Climate Adaptation, Disaster Risk Reduction, and Education Programme
Related Sustainable Development Goals and Global Compact for Migration Objectives
For many of the Pacific islands, the threat of climate change is existential and strongly felt by many of those residing there. Migration can be a positive form of adaptation to cope with adverse effects such as sea-level rise but can also expose people to increased vulnerabilities.
Through education, communities can be empowered to independently cope with, and respond to, natural hazard induced disasters which are increasingly ascribed to climate change. Education is a method for better ensuring that adaptation and disaster risk reduction responses are well institutionalized and communicated at various levels.
The Climate Adaptation, Disaster Risk Reduction, and Education (CADRE) programme worked with local schools in the Federated States of Micronesia (FSM) and the Republic of the Marshall Islands (RMI) to build the resilience of vulnerable communities through education. It highlights how development programming to support climate change preparedness and adaptation can take human mobility considerations into account.
The project is aimed at filling a gap of supporting climate change adaptation with taking human mobility into account in the education sector. It also aims to provide a space to improve communication on how the community can improve responses to disasters.
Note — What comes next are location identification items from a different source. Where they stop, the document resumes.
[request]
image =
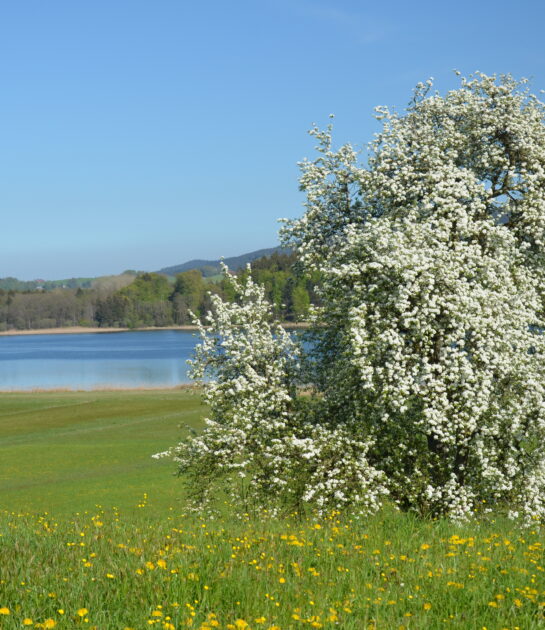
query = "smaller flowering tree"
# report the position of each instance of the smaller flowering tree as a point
(260, 448)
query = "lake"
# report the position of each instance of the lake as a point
(94, 360)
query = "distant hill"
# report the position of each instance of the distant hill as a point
(208, 268)
(212, 267)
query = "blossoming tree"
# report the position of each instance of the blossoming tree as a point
(427, 363)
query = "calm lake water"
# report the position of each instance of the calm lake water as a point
(92, 360)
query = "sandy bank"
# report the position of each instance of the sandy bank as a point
(84, 329)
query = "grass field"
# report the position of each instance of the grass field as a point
(136, 562)
(64, 452)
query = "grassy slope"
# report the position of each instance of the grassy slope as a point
(65, 452)
(144, 564)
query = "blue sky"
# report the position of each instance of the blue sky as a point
(142, 134)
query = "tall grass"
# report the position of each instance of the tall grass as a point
(66, 563)
(108, 570)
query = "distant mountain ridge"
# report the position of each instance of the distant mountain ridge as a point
(206, 267)
(212, 267)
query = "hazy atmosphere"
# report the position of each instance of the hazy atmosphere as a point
(141, 135)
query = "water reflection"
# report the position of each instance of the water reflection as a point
(88, 361)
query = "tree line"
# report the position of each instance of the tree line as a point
(153, 299)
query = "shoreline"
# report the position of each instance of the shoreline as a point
(78, 330)
(106, 388)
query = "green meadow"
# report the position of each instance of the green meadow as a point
(68, 451)
(93, 534)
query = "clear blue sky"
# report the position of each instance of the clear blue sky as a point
(139, 134)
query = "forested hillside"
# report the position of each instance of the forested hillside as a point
(152, 299)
This project combined capacity building and awareness for students, teachers, and administrators of both climate change adaptation and disaster risk reduction. Its educational component also covered technical assessments of climate change impact.
In sum, the concrete measures taken to effectively integrate migration into education practices include:
- Supporting sustainable adaption and preparedness strategies and increasing the resilience of vulnerable schools and communities to climate change and natural hazards;
- Empowering schools and communities to independently cope with and respond to natural hazard induced disasters.
Key successes or innovative factors, good practices and lessons learned (if available)
Climate curriculum and school emergency management planning and drills should be included in education programmes. Including knowledge on climate change, adaptation and disaster risk reduction into education programmes provides a way to streamline education materials and reduces duplication. Beyond streamlining, pairing education with community-owned climate adaptation/mitigation interventions has been proven to be an effective way to build climate and disaster resilience in communities. Continuous teacher training and community capacity building should complement these efforts.
Students, teachers, and local administrators in the FSM and the RMI.